Tom Temin: And just from a personal standpoint, I mean, looking at the people asking your opinion, as a person, the people that were targeted, apparently, or let’s say, received this radiation or received this injury, it wasn’t the Secretary of State, it wasn’t the ambassador, it wasn’t the people that could do good by an enemy standpoint by taking out so you almost get the sense that they were just experimenting with something for which they might have bigger plans down the line.

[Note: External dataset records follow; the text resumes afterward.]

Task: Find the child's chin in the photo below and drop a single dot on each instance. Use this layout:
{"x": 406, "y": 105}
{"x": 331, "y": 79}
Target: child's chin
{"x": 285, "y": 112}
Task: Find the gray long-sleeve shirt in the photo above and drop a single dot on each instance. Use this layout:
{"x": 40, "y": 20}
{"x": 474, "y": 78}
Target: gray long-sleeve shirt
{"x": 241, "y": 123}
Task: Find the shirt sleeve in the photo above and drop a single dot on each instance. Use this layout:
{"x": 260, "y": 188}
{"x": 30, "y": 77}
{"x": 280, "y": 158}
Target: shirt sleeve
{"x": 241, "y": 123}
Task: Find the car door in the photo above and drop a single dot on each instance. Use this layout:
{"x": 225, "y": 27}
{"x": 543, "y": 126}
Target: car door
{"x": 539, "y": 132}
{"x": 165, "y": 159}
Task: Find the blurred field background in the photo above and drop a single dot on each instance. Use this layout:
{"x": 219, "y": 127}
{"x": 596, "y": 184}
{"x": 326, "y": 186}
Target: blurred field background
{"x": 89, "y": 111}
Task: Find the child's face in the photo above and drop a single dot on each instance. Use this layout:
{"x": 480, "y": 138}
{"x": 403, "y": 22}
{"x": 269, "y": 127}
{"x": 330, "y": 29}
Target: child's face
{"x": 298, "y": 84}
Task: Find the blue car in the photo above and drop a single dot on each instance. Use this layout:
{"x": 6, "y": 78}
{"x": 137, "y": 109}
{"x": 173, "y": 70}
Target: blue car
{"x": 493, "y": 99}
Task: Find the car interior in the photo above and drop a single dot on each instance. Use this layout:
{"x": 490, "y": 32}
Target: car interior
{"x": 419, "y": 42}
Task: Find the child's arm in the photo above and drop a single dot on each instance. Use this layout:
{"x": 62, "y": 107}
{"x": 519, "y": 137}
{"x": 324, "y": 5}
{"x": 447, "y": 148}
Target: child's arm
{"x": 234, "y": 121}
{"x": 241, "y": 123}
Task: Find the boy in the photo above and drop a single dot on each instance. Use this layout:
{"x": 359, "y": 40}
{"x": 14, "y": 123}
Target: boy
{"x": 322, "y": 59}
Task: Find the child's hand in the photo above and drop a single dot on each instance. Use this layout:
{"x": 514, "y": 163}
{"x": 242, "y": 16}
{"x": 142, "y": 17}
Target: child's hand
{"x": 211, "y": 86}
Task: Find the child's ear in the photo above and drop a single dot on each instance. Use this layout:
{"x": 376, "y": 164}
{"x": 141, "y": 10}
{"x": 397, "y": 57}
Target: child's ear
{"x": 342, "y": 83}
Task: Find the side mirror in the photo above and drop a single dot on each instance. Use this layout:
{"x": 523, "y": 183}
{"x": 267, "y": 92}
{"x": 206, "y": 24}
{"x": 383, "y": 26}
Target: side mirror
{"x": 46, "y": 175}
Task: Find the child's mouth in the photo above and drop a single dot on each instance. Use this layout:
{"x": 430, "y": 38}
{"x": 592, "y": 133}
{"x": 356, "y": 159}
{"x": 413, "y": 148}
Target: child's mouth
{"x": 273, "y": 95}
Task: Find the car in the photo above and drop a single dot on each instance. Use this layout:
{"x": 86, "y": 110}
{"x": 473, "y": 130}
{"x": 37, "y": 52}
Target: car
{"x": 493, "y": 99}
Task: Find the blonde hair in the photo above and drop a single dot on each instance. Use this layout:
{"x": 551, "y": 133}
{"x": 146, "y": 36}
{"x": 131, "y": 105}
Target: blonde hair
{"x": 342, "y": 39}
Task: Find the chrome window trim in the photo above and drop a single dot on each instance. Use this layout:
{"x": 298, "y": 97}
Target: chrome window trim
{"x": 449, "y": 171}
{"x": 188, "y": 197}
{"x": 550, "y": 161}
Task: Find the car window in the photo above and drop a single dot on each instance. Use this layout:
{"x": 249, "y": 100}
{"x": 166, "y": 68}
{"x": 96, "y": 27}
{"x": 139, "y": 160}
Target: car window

David Relman: Yeah, I mean, of course, the motivations of those who might have undertaken something like this, we have to reserve to the realm of speculation, and I don’t want to go down that road. But I will say that the people that we met, who were affected, and those that we’ve heard about through our work, are people who are doing really important work for our government overseas. These are not simply bystanders. These are our critical actors on behalf of all of our collective interests as a nation. And I would not presume that they don’t, in fact, serve in critical roles that made them targets, for example. So I think this really has to be looked at carefully. And I will tell you, from a personal point of view, and I think the committee would agree, the people we met, and the people we heard about, are undertaking sort of God’s work. I mean, they are working under extreme duress, in some cases. They are not asking for public acknowledgement, or some kind of grand thanks. They’re simply doing their work, really hard work, because they’re absolutely dedicated to the cause. And I mean, the stories we heard about them attempting to return to work without fanfare, just because they felt committed, but were unable to do so, really made clear that we were not talking about people who are malingering or had some secondary gain from missing work. That was absolutely not the case here, it seems to me. These are people who were truly injured, who wanted to be back working and could not, at least in the fraction who have had persistent problems and disability, and again, that’s about, in our estimationand the estimation of the CDC, about one-third.
Tom Temin: Dr. David Relman is chief of infectious diseases at the Palo Alto Veterans Affairs health system, and chair of the National Academies panel that looked into the head injuries of State and Commerce Department employees. Thanks so much for joining me.
David Relman: It’s pleasure to join you. Thank you for covering this important topic.